Sunday, October 25, 2020

REVIEW: Dewey Decimated (book) by Charles A. Goodrum

Dewey Decimated is the first book in Goodrum's Werner-Bok Library Mysteries series. I checked it out from my library.


Betty Crighton Jones (called Crighton from here on out) is the press officer for the Werner-Bok Library in Washington, D.C. Some recent developments are making her job particularly stressful. Anonymous letters sent to various members of the media claim that several of the Werner-Bok's rare books are, in fact, fakes, and it's starting to put the Library's reputation at risk. Not only that, but Murchison DeVeer, the Head of the Manuscripts Division, claims he knows that something fishy is going on in the Rare Books Division. 

In a effort to deal with the anonymous note situation as quietly and quickly as possible, the library director, Brooks, invites Dr. George, a respected retired librarian, to look into the situation in the guise of doing research for a book. Brooks assigns Crighton to be George's guide/assistant. Shortly before George arrives, however, DeVeer ends up dead in an apparent accident. Was DeVeer the one responsible for the notes, and is the problem now solved? Or is something more sinister going on?

This was originally published in 1977, and it shows. An actual card catalog, a physical shelflist, male librarians in all the most important positions, casual sexism (which leaves Crighton feeling more resigned than annoyed), and characters who've barely heard of smoke detectors before. The best point of reference I had was the semester I spent at the Newberry Library. Even today, a portion of their collection still can't be searched in the online catalog and must be found using the card catalog. Without the experience I'd had searching for research materials there, as well as the time I spent in some of their staff-only areas, I'm not sure how much sense parts of this book would have made.

I went into this expecting it to be a cozy mystery, but I'm not sure that's quite the right label for it. The first death, in particular, had gorier aspects than I'd normally expect from a cozy. Then there was the, uh, drawer full of blood. Ew. Still, the cutesy title and slight romance subplot fit, I suppose - there's a love triangle involving Crighton, a researcher named Carson, and Welles, the assistant chief of the Rare Books Room.

Although I enjoyed the Werner-Bok's messed up workplace politics, this was a bit of a struggle to get through.
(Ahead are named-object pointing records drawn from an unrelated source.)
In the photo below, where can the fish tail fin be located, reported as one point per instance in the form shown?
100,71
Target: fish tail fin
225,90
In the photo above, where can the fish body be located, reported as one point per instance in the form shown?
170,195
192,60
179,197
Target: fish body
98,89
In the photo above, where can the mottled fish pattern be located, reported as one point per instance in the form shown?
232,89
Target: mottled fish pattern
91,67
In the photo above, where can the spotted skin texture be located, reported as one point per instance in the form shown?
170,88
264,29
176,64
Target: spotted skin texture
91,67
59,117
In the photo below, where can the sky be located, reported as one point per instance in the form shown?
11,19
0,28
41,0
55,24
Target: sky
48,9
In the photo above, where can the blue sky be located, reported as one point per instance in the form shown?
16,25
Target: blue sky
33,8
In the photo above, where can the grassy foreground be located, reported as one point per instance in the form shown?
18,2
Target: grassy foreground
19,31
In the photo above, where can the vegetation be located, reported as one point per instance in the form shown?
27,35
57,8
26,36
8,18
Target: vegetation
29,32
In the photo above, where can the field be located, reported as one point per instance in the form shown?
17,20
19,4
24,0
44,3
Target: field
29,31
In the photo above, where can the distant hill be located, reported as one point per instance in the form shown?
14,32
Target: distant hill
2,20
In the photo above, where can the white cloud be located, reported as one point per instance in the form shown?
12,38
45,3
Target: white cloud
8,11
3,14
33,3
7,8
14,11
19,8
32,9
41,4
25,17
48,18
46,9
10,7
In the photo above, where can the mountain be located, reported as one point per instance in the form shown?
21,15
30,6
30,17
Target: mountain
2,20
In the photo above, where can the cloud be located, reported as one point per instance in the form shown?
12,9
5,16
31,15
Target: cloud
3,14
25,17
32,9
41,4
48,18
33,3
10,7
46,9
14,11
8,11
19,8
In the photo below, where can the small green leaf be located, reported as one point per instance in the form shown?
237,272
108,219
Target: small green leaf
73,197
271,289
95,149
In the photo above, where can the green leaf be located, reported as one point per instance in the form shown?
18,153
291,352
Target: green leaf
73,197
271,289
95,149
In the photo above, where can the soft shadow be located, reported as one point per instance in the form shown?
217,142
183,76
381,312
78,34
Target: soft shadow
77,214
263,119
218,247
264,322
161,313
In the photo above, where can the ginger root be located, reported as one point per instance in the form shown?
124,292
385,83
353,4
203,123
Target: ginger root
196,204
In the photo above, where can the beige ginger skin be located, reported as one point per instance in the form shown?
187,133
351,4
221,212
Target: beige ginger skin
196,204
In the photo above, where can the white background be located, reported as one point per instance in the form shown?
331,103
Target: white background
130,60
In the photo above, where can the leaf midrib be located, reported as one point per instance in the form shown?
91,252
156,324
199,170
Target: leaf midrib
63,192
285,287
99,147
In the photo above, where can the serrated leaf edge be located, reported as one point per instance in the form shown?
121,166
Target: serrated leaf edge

None of the characters particularly appealed to me or even made much of an impression. Almost all of them had the same "voice," and I found myself repeatedly having to flip back and forth in the book in an effort to figure out who people were and what their jobs were. It didn't help that nearly everyone was referred to by their last names, several of which began with the same letter. I kept mixing up Carson and Conrad, and the first few times Welles appeared on-page I couldn't even remember which division he worked in.

The romance aspect was painfully weak, and the mystery aspects were mediocre. I correctly guessed the identity of the murderer well before the end of the book - Goodrum made it so obvious I was sure I was going to turn out to be wrong. I will say this, though: the cat-and-mouse scene near the end, in the closed library, was really good, even if it did make me want to shake Crighton for not fully thinking everything through (she brought food but no flashlight!). Also, the title is fabulous, although it would have been more appropriate for a book set in a public library than a research library.

I have no plans to seek out the next book in this series.